An Edmonton Oilers cult hero who authored one of the most unexpected and electrifying playoff scoring runs in recent NHL memory.
Fernando Pisani's story is the stuff of local legend in Edmonton. A hometown kid who played his entire junior career in Alberta, he was drafted by the Oilers and embodied the blue-collar spirit of the city. A reliable two-way winger for several seasons, his name became etched in hockey history during the 2006 Stanley Cup playoffs. That spring, Pisani transformed into an unstoppable force, leading all playoff scorers with 14 goals—a stunning output for a player known more for his defensive diligence. His most famous moment was a shorthanded overtime winner in Game 5 of the Stanley Cup Final. Though the Oilers fell short, Pisani's performance remains one of the great individual playoff surges, a testament to seizing the moment.
1965–1980
The latchkey kids. Raised during divorce, recession, and the end of the Cold War. Skeptical, self-reliant, media-literate. They invented indie culture, grunge, and the early internet — then watched the Boomers take credit.

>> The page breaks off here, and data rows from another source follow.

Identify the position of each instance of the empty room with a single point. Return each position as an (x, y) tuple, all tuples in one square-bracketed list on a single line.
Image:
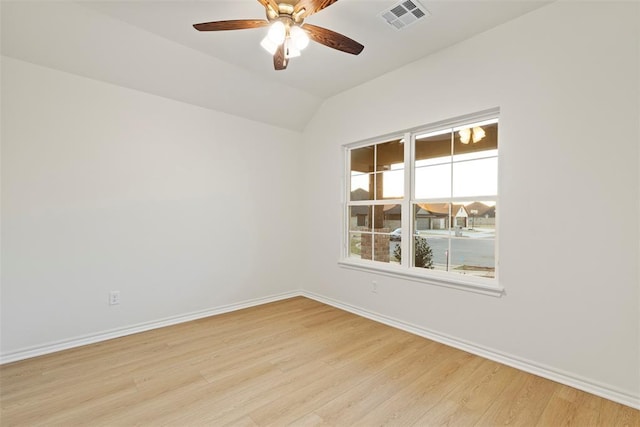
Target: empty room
[(308, 212)]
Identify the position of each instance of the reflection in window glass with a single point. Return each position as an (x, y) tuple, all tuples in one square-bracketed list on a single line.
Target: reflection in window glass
[(433, 182), (360, 218), (452, 208), (473, 256), (362, 160), (475, 178), (360, 185), (390, 184)]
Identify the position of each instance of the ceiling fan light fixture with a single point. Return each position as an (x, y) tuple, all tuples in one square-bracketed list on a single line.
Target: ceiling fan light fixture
[(299, 37), (269, 45), (290, 51), (478, 134), (465, 135), (471, 134), (277, 32)]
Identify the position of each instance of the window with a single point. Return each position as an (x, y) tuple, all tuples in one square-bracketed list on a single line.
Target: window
[(431, 193)]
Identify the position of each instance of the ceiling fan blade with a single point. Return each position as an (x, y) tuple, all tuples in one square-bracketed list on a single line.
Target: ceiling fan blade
[(332, 39), (311, 6), (237, 24), (279, 60)]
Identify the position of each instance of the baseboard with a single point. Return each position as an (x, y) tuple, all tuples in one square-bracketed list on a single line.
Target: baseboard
[(53, 347), (550, 373)]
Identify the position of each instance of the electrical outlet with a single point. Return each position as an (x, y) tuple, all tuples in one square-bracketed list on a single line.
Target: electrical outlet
[(114, 297)]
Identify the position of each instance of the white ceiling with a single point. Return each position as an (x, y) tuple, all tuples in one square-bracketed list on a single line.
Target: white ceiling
[(150, 45)]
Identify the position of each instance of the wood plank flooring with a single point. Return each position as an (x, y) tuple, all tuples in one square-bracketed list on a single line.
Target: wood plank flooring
[(293, 362)]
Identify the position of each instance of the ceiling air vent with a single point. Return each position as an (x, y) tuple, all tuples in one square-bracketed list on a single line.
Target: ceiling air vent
[(404, 13)]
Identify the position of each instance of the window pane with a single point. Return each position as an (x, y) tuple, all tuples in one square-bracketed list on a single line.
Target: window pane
[(482, 218), (433, 182), (423, 253), (355, 245), (381, 247), (473, 256), (392, 218), (389, 154), (362, 160), (431, 219), (360, 218), (475, 178), (475, 137), (433, 149), (390, 184), (360, 186)]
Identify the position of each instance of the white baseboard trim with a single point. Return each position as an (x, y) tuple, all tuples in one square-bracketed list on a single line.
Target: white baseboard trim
[(547, 372), (66, 344)]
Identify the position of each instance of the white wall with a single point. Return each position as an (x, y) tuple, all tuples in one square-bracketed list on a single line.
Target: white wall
[(104, 188), (566, 78)]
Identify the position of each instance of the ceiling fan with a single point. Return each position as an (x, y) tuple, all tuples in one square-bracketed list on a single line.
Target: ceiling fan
[(288, 34)]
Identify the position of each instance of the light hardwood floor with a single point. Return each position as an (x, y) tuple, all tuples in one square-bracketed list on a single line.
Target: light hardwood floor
[(295, 362)]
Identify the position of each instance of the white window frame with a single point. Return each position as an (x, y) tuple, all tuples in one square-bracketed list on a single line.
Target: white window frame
[(404, 270)]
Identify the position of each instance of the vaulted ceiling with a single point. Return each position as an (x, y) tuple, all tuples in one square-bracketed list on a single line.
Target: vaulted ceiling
[(150, 45)]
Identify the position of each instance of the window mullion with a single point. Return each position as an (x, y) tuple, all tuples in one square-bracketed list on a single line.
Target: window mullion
[(407, 218)]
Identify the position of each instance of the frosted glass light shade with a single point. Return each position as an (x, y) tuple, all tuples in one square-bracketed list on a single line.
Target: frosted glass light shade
[(277, 32), (268, 45), (299, 37)]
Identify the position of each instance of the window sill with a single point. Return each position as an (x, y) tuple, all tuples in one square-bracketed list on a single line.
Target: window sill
[(476, 285)]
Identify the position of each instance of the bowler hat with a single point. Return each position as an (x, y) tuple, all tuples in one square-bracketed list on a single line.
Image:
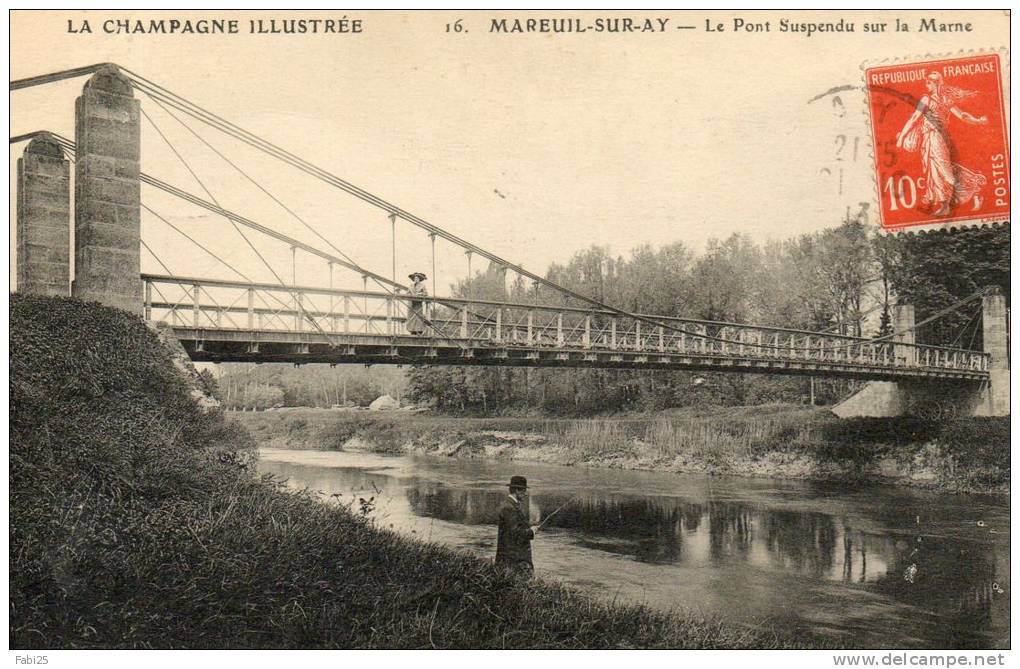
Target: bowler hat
[(518, 481)]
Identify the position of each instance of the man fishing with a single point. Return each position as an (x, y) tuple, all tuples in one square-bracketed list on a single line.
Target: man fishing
[(513, 544)]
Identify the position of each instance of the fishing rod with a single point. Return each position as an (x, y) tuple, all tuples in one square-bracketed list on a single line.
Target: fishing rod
[(558, 509)]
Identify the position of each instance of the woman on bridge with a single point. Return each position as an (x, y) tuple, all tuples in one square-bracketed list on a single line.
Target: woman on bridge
[(416, 310)]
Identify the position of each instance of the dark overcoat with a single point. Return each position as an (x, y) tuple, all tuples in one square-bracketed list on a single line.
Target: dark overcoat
[(513, 544)]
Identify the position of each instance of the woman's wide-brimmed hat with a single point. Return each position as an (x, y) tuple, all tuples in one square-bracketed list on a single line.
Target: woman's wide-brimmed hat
[(518, 481)]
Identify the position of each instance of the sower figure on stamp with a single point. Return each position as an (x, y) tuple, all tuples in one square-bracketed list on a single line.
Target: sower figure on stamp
[(513, 544), (416, 310), (948, 185)]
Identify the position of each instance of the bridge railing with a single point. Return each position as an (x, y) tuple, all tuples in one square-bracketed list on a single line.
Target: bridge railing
[(213, 304)]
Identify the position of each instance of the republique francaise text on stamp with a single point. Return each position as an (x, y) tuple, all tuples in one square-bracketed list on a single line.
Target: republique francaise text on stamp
[(940, 147)]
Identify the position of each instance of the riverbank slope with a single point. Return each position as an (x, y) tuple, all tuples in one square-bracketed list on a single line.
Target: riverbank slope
[(777, 441), (137, 521)]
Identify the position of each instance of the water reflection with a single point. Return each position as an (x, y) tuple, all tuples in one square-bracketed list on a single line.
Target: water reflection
[(856, 569)]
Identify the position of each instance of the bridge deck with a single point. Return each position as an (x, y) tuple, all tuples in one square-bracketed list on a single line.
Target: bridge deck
[(226, 321), (210, 345)]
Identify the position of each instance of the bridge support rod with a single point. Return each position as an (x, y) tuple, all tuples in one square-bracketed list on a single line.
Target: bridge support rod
[(43, 257)]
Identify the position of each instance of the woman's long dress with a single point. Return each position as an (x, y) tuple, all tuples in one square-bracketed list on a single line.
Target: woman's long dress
[(947, 184)]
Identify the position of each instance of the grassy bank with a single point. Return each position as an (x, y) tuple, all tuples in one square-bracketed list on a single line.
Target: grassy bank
[(137, 521), (962, 455)]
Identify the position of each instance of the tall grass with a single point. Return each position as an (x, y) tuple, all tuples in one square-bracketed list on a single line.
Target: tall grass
[(968, 454), (137, 521)]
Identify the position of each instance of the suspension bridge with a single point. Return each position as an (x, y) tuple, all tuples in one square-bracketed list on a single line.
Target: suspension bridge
[(240, 318)]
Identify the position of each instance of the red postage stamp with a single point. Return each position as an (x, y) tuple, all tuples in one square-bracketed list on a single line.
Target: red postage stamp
[(940, 145)]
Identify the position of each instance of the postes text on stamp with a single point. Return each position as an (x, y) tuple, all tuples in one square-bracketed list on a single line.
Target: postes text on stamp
[(940, 147)]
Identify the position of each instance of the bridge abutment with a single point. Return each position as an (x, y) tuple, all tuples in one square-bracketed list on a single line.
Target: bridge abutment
[(107, 193), (883, 399), (44, 219)]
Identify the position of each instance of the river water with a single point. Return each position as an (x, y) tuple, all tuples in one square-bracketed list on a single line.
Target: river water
[(872, 567)]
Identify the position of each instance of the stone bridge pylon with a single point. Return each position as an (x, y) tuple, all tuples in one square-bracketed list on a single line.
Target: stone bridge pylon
[(107, 202), (990, 398)]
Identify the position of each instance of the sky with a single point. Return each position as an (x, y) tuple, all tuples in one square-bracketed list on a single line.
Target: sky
[(532, 146)]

Fernando was born in 1976, placing them squarely in the Generation X. The events that shaped this generation — economic uncertainty, the end of the Cold War, and the rise of personal computing — shaped the world they entered and the choices available to them.
The biggest hits of 1976
#1 Movie
Rocky
Best Picture
Rocky
#1 TV Show
All in the Family
The world at every milestone
Apple Computer founded; US bicentennial
MTV launches; first Space Shuttle flight; AIDS identified
Berlin Wall falls; Tiananmen Square protests
LA riots after Rodney King verdict
Nelson Mandela elected president of South Africa
Princess Diana dies in Paris car crash; Harry Potter published
Twitter launches; Pluto reclassified as dwarf planet
Donald Trump elected president; Brexit vote
He was diagnosed with ulcerative colitis in 2007, a condition that significantly impacted the latter part of his career.
He played four seasons of college hockey at Providence College before turning professional.
All but 18 of his 462 NHL regular-season games were played with the Edmonton Oilers.
“I just wanted to get the puck on net, and it went in.”